Distrust of Big Business at All-Time High

The post recession world has, understandably, been a deeply cynical place, and a major indicator of this is the historically high level of distrust of corporations, if not the U.S. economy in general. As The Economist reported:

The share of Americans who hold “very” or “mostly” favourable opinions of corporations has fallen from 73% in 1999 to 40% today, according to the Pew Research Centre. Surveys by Gallup of views on big business show less extreme swings, but point in the same direction (see chart). Over 70% of America’s population believes that the economy is rigged in favour of vested interests.

Such growing hostility to business is in evidence across the rich world. Britain’s decision in June to leave the European Union was driven in part by popular discontent with big business, which had lobbied heavily to remain. Many continental Europeans are becoming ever more vocal in expressing their long-standing doubts about “Anglo-Saxon capitalism”.

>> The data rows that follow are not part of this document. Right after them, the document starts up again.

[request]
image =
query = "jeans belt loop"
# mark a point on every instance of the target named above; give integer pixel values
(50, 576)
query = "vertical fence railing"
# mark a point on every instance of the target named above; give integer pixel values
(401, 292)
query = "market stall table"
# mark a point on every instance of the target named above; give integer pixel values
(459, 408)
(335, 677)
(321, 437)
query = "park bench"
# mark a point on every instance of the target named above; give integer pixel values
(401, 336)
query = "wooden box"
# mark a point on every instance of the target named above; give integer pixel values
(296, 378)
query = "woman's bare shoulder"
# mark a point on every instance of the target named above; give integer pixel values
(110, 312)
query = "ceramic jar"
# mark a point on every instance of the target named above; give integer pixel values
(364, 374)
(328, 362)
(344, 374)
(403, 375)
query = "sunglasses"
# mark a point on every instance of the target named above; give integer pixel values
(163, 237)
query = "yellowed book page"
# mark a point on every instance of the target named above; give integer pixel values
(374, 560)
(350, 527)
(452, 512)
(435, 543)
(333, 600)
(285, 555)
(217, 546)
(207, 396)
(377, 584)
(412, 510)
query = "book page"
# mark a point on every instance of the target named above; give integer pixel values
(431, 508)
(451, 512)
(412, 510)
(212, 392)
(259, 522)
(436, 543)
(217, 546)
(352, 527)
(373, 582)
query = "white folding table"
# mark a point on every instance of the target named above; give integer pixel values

This backlash against big business is already having an impact on policymakers. The antitrust division of America’s Department of Justice says that under President Obama it has won 39 victories in merger cases—deals blocked by courts or abandoned in the face of government opposition—compared with 16 under George W. Bush. Those victories included a string of blockbuster deals such as Comcast’s proposed bid for Time Warner Cable and Halliburton’s planned takeover of Baker Hughes. The European Union has launched a succession of tough measures against Silicon Valley’s tech giants, such as asking Apple to stump up billions of euros in allegedly underpaid taxes in Europe, and allowing European news publishers to charge international platforms such as Google that show snippets of their stories. Britain’s new prime minister, Theresa May, has said that she may cap CEO pay and put workers on boards. Governments worldwide have started co-operating to curb the use of tax havens.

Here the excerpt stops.